Présidentielle 2025 : des partis politiques en retrait, que des candidatures indépendantes !

Alors que la présidentielle du 12 avril 2025 approche, la liste des candidats dévoilée par le ministre de l’Intérieur, le dimanche 9 mars 2025, laisse apparaître une configuration politique pour le moins inhabituelle au Gabon. On y retrouve des figures bien connues comme Alain-Claude Bilie-By-Nze, Joseph Essingone Lapensée, Stéphane Germain Iloko Boussiengui et bien entendu Brice Clotaire Oligui Nguema, mais l’élément le plus frappant réside ailleurs : l’absence de candidatures officielles portées par les partis politiques traditionnels.
Alors que l’on aurait pu s’attendre à une compétition classique entre les forces en présence, la scène politique gabonaise semble évoluer vers un schéma hybride, où les candidatures individuelles prennent le pas sur les appareils partisans. Cette situation interroge sur le rôle et la pertinence des partis politiques dans la structuration du jeu démocratique.
Des partis politiques affaiblis ou en recomposition ?
Dans toute démocratie, les partis politiques sont censés incarner une idéologie, structurer le débat public et proposer des alternatives de gouvernance. Or, au Gabon, cette élection présidentielle met en évidence leur fragilité et leur manque d’ancrage véritable, notamment au niveau idéologique.
Depuis la transition amorcée après le coup d’État du 30 août 2023, la recomposition politique s’est faite dans une confusion certaine. Si certains partis ont affiché leur soutien à la transition, peu ont su imposer une vision claire ou proposer une véritable alternative. La conséquence est visible aujourd’hui : au lieu de candidats émanant des appareils politiques, on assiste à une personnalisation accrue du pouvoir, où des individus se présentent au suffrage en leur nom propre, reléguant les partis au second plan.
Nous assistons à une rupture dans le fonctionnement traditionnel des élections. Cette configuration laisse penser que les partis n’ont plus le poids nécessaire pour structurer l’élection et mobiliser un électorat sur des bases idéologiques solides.
Si le PDG, longtemps machine électorale du régime Bongo, semble dans l’incapacité de rebondir après la chute de son leader historique, d’autres formations comme l’Union nationale (UN), Rassemblement pour la patrie et la modernité (RPM)ou Les Démocrates (LD) ne parviennent pas non plus à s’affirmer comme des alternatives crédibles.
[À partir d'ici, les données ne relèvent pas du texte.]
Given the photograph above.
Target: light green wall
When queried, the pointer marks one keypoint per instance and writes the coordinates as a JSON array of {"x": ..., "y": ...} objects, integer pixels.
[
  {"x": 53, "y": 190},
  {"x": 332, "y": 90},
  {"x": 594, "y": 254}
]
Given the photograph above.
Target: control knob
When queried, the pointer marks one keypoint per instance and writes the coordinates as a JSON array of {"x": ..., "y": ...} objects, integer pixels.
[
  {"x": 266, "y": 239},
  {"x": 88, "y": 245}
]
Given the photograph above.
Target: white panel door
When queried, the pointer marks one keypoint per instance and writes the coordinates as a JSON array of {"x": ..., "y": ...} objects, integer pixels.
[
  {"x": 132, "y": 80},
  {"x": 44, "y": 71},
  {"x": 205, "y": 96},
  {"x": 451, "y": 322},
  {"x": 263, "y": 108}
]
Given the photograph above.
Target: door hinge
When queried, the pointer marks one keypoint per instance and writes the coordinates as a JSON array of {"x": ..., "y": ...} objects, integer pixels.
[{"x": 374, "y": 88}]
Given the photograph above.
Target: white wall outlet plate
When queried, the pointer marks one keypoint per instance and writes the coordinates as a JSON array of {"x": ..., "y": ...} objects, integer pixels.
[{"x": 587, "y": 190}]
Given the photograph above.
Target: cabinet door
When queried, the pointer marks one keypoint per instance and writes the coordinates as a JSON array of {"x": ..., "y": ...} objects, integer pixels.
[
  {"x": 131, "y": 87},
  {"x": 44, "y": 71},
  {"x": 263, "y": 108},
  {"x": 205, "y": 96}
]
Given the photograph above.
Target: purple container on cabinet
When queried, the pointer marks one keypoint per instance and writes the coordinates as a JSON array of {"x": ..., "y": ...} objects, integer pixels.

Cette absence de leadership fort et de structuration partisane pourrait avoir des conséquences profondes sur l’avenir du débat démocratique au Gabon.
Une élection à forte dimension individuelle
Face à cette fragmentation des candidatures, il apparaît clairement que le scrutin du 12 avril 2025 reposera davantage sur des dynamiques individuelles que sur des choix idéologiques structurés. La présence de Brice Clotaire Oligui Nguema dans la course ajoute une autre complexité. En tant que chef de la transition, il bénéficie d’une position institutionnelle privilégiée, qui pourrait peser lourdement sur l’équilibre de la compétition. Face à lui, des figures comme Alain Claude Bilie-By-Nze, ancien ministre, tentent d’exister politiquement, mais avec quel projet ? Quelle vision alternative à la transition ?
L’absence de candidatures claires des partis politiques alimente également un climat de flou démocratique. Les électeurs gabonais seront-ils appelés à choisir un homme providentiel ou à adhérer à une véritable vision politique portée par un programme structuré ? Une démocratie ne peut se construire sans des partis solides et des débats d’idées clairs. Or, ce que l’on observe, c’est un effacement progressif des structures partisanes au profit d’un face-à-face entre personnalités.
Quel avenir pour les partis politiques au Gabon ?
Si cette élection marque un tournant dans la pratique politique gabonaise, elle soulève aussi des inquiétudes quant à l’avenir des partis politiques. Leur incapacité à produire des candidats forts et à s’imposer dans la campagne pourrait les rendre de plus en plus anecdotiques, accentuant la tendance vers un système où les hommes forts l’emportent sur les projets collectifs.
La présidentielle de 2025 est donc un test grandeur nature pour la démocratie gabonaise. Elle doit non seulement clarifier les rapports de force, mais aussi pousser à une réflexion sur le rôle des partis politiques. Doivent-ils se réinventer ? Faut-il en finir avec un système où les structures partisanes ne sont que des instruments d’ambition personnelle ?
Dans un contexte où le Gabon tente de se reconstruire après des décennies de pouvoir autoritaire, l’absence de partis politiques forts est une faiblesse démocratique majeure. Car sans eux, le risque est grand de voir émerger un pouvoir personnalisé, où la transition vers une démocratie pluraliste ne serait qu’un mirage.